If you want to test this, like I did, just look at the info of your dispaly, it shows 10 bit when in USE mode and 8 bit when in skip.


----------



## Bjski (Jun 23, 2012)

Any PR-SC5508 owner's have an intermittent problem with their preamp cycling through settings. I'll have the radio playing and then the unit will start cycling DTS,Dolby B, stereo, 5 channel stereo, etc. I'll unplug the unit for several minutes and everything is fine. I have done the latest updates along with reprogramming the unit and it still does it. I'm afraid to send the unit in for they will not be able to replicate the problem. This might happen once a month or week. Any help would be appreciated.


----------



## Jungle Jack (Jul 28, 2009)

Hello,
The problem you describe is a well known issue. It is the Serial/IDE Cable and you simply need to call Onkyo and they will fix it. If there is an Authorized Service Center nearby, it should not take more than a couple days to fix.

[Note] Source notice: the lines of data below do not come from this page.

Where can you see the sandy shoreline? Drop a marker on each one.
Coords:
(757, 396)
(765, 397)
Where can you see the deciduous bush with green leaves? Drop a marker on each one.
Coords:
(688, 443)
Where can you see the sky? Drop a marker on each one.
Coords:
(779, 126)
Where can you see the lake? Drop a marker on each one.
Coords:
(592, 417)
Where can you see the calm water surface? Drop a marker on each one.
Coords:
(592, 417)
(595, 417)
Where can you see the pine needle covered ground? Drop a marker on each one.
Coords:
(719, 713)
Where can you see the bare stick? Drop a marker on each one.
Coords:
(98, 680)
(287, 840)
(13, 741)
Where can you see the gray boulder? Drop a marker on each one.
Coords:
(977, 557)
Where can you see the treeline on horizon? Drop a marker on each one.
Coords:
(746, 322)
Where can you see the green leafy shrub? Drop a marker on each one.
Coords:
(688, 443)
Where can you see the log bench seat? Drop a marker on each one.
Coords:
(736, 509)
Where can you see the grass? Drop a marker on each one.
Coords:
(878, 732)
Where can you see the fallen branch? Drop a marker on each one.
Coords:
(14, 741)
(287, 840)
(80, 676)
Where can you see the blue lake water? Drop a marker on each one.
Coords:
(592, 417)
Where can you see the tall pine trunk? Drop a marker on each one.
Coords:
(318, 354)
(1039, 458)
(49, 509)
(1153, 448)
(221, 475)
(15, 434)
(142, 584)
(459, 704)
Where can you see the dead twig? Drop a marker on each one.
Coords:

It starts with cycling though Surround Modes, then Powering Off/On, and then ultimately the Front Panel stops working. The crazy thing is it is over a couple Dollar Cable, regardless Onkyo will fix it regardless of Warranty Status.
Cheers,
JJ


----------



## Dwight Angus (Dec 17, 2007)

I have the 5508 and had the same problem. Jack is correct is was the IDE cable. The repair shop kept my preamp for about 2 weeks before I could pick it up. To date my 5508 works just fine following the repair. There should not be any cost to you to repair your unit.


----------



## Bjski (Jun 23, 2012)

Thanks for your answer. I'll call service tomorrow.


----------



## Bjski (Jun 23, 2012)

Thanks for the help. Took my unit to a repair center,they said pretty soon the unit will start turning itself on and off. No estimate when it will be ready. I hooked up a back up Denon 3010 using the pre outs.


----------